Location: Bayankhongor, Mongolia
The Northern Bayan-Khongor Project will take place in south-central Mongolia, concentrating on the Late Bronze to Late Iron Ages (ca. 1500 B.C. - 200 A.D.). This is a period when the Mongolian steppe became politically centralized and when the form of nomadic pastoralism associated with the country today emerged. Hence, the project aims to better understand the political and economic transitions of this time period through a comprehensive study of mortuary and habitation sites in the research area. Fieldwork will consist of pedestrian survey, excavation, and laboratory analysis. Archaeologically recovered remains will include lithics, ceramics, bioarchaeological and faunal remains, bronze and iron artifacts, and soils. Volunteers will be trained in all aspects of the project's methodology, and will have the opportunity to take part in each facet of fieldwork to gain familiarity with each phase of archaeological recovery. Participants will also gain experience recording mortuary stone monuments and archaeological sites using a Geographic Information Systems (GIS) database. A brief summary of activities is as follows:
- Pedestrian Survey
- Data recording
- In-field Laboratory Analysis
In addition to this hands-on experience, the Project Directors and staff will provide informational seminars and discussions on topics germane to archaeological research in Mongolia.

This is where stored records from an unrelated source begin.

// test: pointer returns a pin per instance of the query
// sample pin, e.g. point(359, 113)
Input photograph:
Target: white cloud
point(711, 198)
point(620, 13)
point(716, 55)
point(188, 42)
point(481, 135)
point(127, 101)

The monument types that will be encountered are diverse, and include khirigsuurs, shape-burials, and quadrangular burials that date to the Late Bronze Age (1500-700 BCE), as well as slab burials and Xiongnu ring tombs that date to the Early Iron Age (700-200 BCE) and Iron Age 200 BCE-200 CE) respectively. Excavation will primarily center on Iron Age Xiongnu monuments.
Period(s) of Occupation: Late Bronze-Iron Age (1500 B.C. - 200 A.D.)
Minimum Length of Stay for Volunteers: 3 weeks
Room and Board Arrangements
The rural nature of this project cannot be stressed enough. We will work in a relatively challenging steppe environment far from any urban centers. In short, the research area is quite remote and participants should be prepared for a range of field conditions where Murphy's Law often prevails.
Participants will be required to supply their own tent and sleeping bag. The project will have two gers (traditional felt tents) to serve as cooking and laboratory space. Food will be provided and will conform to a pastoral diet that is meat and dairy-based, supplemented by noodles, vegetables, tea and coffee. Vegetarians will be able to manage, but should speak to project coordinators how to best supplement the diet. Weather is extremely variable, from hail to sunshine, chilly to hot so clothing brought should be adequately flexible.